Giovanna Eusebi co-owns Eusebi’s restaurant and deli with her brother, Eddie

Following a career with British Airways, Eddie’s sister Giovanna took over the deli in 1999 when her father’s health was faltering and she was pregnant with her first child. “Givoanna steps in, changes the whole look of the place,” says Eusebi. “She sells Parma ham, mortadella, salamis, cheese, all the olive oils, packet pastas, panettones. Giovanna would sell a thousand panettones a year. She’d bring out meatballs, homemade bread, soups, sauces, lasagne, fish, every single day. And there was a queue out the door. So many people would catch on. Not just in the area, but people would travel.”

People come from all over for the Italian food at Eusebi’s

One of these travellers was the late journalist and critic A.A. Gill, though Giovanna didn’t immediately realise in 2008 who “Adrian from London” was, as she enthused with him about her fresh delivery of San Marzano tomatoes and cheeses, and served him a sandwich. Gill was researching a piece for The Times on Glasgow’s East End being home to the UK’s lowest life expectancy, and he certainly wasn’t prepared for the healthy Italian beacon amid the gloom. “He was so shocked to see that Giovanna had this [the deli],” says Eusebi. “He just couldn’t believe it. Because he was in the area for two or three days, he eventually declared himself. She knew the name, of course.”

Giovanna Eusebi makes her own dish of beef crudo with anchovy dressing and broad beans

The former deli premises in Shettleston now operates as a commercial bakery for the newest incarnation of Eusebi’s Deli, which opened in West Glasgow in 2015 following eight years of council wrangling – not to mention flooding issues. Eddie’s father passed away in 2005, suffering a massive heart attack on the street where the new deli is located, which is how Eddie came to find the new premises. “Maybe for a few weeks afterwards, I would park my car and walk up and down the street. There was a ‘To Let’ sign here, and I said, ‘I’ve seen a sign for us to move into The West End, Giovanna’.”

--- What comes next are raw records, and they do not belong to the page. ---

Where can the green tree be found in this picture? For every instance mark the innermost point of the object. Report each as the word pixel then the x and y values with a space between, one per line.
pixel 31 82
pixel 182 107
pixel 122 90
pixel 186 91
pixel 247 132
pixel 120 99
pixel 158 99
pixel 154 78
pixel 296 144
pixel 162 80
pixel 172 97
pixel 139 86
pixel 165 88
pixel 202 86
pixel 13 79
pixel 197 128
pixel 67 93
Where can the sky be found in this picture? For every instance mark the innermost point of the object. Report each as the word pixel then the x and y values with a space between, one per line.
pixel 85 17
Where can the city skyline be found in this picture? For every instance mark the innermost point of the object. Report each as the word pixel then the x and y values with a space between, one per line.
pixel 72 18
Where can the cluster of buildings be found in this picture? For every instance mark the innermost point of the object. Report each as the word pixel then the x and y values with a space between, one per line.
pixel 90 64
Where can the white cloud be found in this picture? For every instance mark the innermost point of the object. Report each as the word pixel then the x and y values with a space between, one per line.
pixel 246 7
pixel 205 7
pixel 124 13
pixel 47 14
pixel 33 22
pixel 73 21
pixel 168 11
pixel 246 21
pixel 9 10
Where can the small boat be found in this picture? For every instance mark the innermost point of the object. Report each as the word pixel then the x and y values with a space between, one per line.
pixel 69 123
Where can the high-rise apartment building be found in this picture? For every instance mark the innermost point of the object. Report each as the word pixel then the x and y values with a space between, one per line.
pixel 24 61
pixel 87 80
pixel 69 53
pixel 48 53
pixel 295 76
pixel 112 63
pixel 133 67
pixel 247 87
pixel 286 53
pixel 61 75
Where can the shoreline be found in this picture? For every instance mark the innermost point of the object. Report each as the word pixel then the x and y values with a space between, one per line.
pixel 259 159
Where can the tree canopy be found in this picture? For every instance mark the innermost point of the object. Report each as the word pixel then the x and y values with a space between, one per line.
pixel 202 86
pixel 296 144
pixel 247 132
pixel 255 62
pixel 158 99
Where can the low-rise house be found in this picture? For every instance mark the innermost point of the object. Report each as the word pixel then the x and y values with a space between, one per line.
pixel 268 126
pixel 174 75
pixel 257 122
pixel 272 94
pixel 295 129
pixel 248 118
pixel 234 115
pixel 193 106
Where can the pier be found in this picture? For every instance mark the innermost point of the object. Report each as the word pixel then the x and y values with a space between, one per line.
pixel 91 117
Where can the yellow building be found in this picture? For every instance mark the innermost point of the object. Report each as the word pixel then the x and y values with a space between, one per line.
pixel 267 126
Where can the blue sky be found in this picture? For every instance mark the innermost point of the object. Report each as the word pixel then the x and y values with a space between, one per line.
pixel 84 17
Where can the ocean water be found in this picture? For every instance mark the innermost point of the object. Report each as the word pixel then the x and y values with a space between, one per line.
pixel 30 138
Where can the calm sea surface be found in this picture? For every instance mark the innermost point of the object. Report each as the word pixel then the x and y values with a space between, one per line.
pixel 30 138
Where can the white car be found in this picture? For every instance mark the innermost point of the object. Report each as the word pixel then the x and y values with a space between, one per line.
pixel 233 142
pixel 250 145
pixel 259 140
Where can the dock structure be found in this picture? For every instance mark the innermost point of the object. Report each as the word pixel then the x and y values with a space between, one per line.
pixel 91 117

The newest deli has every Italian cuisine imaginable, but it specialises in fresh pasta; Eusebi’s chefs are regularly flown to Italy to undertake training in the art form, and a £25,000 investment in an Italian pasta machine ensures authentic results. They’ve also been introducing Glaswegians to Rome’s pinsa: a 72-hour-fermented, lighter alternative to pizza made with four different types of flour (soy bean, wheat, rice and sourdough).

Authentic Italian dishes like burrata, balsamic roasted ‘treviso’ and pear keep the customers queuing out the door

And while Eusebi concedes the Scottish palate can be quite different to Italian tastes, there’s always a queue out the door. “We get a lot of Italian tourists from places like New York, as well as a lot of the Glasgow footballers.” Today, the atmospheric deli is not only a vital part of Glasgow’s culinary heritage but a story of one family that spans countries and generations.